The Fund has been created in part because the past network of exchange restrictions has hampered world trade. And now the situation for many countries is so gloomy that exchange controls still must be maintained. What is required is that steps must be taken by the Fund to abandon such controls progressively. But it must be recognized that, as in the case for naval disarmament, economic disarmament has not always been sincerely urged by many nations, whatever the attachment some of them have professed for it.

United States foreign-trade interests can be helped and protected by a well-functioning international monetary fund. It is equally true that, since we are by far the greatest creditor nation, the Bank offers substantial possibilities for the promotion of our international interests.

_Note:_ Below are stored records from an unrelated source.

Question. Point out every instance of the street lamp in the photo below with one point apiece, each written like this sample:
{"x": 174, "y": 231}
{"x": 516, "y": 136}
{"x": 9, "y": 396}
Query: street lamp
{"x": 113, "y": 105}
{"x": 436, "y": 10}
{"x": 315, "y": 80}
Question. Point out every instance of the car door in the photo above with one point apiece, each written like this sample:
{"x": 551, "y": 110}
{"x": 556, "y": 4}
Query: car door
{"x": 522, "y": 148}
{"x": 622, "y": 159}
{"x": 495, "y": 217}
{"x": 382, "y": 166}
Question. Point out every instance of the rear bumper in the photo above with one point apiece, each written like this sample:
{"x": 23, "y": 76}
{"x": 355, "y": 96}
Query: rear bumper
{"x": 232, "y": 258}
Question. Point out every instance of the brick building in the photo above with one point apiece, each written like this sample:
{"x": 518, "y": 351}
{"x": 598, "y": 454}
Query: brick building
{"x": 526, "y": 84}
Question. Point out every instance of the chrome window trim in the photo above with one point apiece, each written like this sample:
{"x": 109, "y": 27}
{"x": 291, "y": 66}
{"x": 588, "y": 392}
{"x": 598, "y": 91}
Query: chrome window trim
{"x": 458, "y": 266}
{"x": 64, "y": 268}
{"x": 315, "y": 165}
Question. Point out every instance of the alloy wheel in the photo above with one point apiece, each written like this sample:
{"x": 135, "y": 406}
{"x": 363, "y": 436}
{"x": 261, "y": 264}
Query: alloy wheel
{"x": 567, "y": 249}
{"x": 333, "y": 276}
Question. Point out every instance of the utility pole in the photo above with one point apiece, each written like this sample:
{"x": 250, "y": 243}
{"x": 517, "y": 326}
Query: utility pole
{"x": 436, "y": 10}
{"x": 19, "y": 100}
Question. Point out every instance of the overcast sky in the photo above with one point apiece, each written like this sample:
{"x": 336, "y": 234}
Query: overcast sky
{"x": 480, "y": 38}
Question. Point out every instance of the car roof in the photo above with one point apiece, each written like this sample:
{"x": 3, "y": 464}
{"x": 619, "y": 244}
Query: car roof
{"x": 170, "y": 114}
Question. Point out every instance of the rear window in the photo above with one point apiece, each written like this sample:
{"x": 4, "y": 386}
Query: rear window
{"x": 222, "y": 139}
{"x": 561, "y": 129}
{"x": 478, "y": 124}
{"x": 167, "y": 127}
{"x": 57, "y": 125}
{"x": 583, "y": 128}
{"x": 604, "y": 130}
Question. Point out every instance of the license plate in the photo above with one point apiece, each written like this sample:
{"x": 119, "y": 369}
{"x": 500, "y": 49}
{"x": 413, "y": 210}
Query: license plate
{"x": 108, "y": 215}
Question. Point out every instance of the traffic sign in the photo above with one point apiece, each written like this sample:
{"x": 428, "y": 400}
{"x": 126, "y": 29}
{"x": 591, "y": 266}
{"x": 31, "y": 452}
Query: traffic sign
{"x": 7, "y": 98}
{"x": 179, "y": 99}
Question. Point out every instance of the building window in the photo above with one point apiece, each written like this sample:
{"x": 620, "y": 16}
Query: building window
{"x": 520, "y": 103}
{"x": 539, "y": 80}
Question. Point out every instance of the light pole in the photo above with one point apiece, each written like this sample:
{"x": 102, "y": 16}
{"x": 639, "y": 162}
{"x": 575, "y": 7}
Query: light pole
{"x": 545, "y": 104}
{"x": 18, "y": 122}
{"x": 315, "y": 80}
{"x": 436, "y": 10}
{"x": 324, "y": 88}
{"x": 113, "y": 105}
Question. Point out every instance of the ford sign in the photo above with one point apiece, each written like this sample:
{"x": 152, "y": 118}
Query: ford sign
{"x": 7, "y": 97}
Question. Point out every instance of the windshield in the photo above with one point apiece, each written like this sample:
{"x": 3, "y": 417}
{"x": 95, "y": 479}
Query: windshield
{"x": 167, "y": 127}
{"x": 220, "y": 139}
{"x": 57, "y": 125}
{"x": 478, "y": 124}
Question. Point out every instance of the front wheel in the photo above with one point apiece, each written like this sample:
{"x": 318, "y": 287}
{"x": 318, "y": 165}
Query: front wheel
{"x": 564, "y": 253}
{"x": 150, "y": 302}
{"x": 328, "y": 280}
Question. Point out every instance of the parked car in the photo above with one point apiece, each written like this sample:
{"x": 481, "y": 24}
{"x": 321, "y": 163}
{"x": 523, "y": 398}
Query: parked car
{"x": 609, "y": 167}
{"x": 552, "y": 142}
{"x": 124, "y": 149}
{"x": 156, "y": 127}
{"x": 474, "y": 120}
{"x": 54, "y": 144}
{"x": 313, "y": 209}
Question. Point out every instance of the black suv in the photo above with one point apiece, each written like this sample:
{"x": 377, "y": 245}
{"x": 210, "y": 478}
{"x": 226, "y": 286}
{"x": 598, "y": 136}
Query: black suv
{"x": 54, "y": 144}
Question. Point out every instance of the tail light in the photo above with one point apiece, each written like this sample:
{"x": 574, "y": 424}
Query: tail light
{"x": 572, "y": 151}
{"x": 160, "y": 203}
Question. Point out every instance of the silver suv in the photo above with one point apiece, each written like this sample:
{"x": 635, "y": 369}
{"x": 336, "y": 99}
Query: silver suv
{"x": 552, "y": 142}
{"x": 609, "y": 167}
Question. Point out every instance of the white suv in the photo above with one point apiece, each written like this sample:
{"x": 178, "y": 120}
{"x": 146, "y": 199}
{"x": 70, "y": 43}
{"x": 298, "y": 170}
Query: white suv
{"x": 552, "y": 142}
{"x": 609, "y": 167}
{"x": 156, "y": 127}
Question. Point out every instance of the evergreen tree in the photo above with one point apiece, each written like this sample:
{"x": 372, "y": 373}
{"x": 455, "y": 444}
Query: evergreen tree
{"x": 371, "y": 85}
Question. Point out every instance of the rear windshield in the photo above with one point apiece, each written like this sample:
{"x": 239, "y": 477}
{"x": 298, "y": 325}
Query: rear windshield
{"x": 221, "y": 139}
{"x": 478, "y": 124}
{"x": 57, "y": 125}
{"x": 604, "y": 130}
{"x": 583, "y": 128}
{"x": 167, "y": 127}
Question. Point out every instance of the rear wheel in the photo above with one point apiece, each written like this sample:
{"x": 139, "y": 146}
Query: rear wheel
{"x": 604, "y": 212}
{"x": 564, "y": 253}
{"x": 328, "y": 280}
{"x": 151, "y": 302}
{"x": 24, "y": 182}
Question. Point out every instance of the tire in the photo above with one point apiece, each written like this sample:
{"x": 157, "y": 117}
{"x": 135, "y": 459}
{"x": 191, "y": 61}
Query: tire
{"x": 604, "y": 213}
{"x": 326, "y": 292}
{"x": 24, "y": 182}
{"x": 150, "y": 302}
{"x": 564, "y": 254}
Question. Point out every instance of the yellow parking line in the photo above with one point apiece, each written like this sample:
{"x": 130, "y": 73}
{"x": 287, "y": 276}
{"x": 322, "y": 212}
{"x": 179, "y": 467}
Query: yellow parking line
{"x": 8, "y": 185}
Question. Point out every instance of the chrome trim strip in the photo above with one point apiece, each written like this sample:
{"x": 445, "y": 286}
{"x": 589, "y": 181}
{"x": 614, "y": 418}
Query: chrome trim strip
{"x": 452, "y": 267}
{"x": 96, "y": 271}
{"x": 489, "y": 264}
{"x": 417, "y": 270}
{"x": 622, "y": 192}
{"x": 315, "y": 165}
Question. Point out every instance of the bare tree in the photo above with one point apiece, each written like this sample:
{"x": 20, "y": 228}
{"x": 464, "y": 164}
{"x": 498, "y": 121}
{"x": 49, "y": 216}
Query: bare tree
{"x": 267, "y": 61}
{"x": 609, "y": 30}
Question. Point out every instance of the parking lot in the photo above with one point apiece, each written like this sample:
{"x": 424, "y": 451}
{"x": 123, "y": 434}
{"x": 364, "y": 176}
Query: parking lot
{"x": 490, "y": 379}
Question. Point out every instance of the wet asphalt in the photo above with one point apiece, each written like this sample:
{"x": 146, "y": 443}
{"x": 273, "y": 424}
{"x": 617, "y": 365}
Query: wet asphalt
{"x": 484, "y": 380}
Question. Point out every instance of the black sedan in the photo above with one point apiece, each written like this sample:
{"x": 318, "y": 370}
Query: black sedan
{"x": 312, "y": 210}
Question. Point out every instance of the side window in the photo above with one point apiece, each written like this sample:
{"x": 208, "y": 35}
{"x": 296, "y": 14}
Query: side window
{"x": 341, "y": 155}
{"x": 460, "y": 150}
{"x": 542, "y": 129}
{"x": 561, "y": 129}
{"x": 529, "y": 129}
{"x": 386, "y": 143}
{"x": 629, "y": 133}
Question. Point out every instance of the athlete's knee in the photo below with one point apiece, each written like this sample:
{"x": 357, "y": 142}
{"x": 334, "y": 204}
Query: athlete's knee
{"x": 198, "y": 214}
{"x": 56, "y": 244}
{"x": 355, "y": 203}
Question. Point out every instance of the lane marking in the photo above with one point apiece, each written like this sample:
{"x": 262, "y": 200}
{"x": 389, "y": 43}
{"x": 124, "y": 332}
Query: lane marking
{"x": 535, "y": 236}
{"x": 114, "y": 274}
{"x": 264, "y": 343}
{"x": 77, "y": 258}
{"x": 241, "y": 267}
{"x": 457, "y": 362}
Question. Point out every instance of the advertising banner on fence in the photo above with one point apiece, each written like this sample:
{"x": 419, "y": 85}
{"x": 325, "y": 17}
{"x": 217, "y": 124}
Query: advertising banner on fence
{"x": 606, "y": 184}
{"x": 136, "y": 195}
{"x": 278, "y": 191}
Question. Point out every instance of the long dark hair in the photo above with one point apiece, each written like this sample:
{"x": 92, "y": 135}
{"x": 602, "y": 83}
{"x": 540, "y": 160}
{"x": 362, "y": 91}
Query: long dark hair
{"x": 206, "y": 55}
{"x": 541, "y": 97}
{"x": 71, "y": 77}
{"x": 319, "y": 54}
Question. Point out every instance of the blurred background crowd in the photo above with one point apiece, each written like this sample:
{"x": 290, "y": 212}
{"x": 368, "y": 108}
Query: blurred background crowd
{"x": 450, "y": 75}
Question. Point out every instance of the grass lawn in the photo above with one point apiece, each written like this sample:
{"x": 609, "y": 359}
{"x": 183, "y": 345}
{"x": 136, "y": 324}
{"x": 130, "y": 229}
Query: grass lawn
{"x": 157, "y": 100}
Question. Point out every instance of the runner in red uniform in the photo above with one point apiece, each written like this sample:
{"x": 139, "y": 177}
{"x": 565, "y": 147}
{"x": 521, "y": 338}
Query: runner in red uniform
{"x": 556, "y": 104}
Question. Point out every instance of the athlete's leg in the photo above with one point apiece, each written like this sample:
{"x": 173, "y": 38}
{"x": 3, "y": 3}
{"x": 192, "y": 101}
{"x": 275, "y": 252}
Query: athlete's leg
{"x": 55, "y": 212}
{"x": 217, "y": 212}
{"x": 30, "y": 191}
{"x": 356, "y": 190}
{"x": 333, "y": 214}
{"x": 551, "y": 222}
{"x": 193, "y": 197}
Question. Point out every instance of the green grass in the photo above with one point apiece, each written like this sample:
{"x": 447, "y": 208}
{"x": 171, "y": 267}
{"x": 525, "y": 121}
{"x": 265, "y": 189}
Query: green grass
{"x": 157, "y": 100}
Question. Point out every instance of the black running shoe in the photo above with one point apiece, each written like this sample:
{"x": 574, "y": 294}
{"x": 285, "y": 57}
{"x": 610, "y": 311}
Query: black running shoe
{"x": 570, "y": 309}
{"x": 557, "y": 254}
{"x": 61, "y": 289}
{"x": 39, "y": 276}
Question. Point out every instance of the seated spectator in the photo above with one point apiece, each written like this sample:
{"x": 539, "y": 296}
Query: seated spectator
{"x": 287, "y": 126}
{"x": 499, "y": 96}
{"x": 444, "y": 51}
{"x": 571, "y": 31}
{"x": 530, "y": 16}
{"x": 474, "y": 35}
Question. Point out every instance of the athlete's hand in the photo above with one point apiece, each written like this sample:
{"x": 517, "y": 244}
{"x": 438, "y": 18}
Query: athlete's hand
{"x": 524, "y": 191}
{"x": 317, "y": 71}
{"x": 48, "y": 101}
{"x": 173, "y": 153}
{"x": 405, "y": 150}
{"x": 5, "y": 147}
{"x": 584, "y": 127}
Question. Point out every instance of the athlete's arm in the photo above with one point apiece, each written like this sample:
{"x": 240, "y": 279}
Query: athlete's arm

Fortunately the world has one important advantage, even in the difficult conditions that now exist, for trying, via the Fund, to hold to desirable trade policies. That advantage lies in the world’s large supply of gold and dollars outside of the United States — a supply that has never been larger. The total amount of gold held or owned outside the United States is now probably very close to $10,000,000,000. In addition, the world has United States dollars amounting to another $10,000,000,000. Thus liquidity is widespread.

There are excellent prospects that trade can be buoyant after the war because of the world’s wartime accumulated needs and the liquid funds possessed by many countries. Buoyant trade will help greatly to keep the world’s production and employment activity at high levels. Under these conditions the Fund and the Bank can help to fashion a prosperous world — one that is willing, through its experience with two new agencies, to collaborate for economic peace.

  1. Except in certain cases the loans are not “tied” to a required purchase of goods in the country which has been the source of the proceeds of the loans. But despite this, lending countries are the source of goods wanted by borrowers who borrow abroad to buy abroad.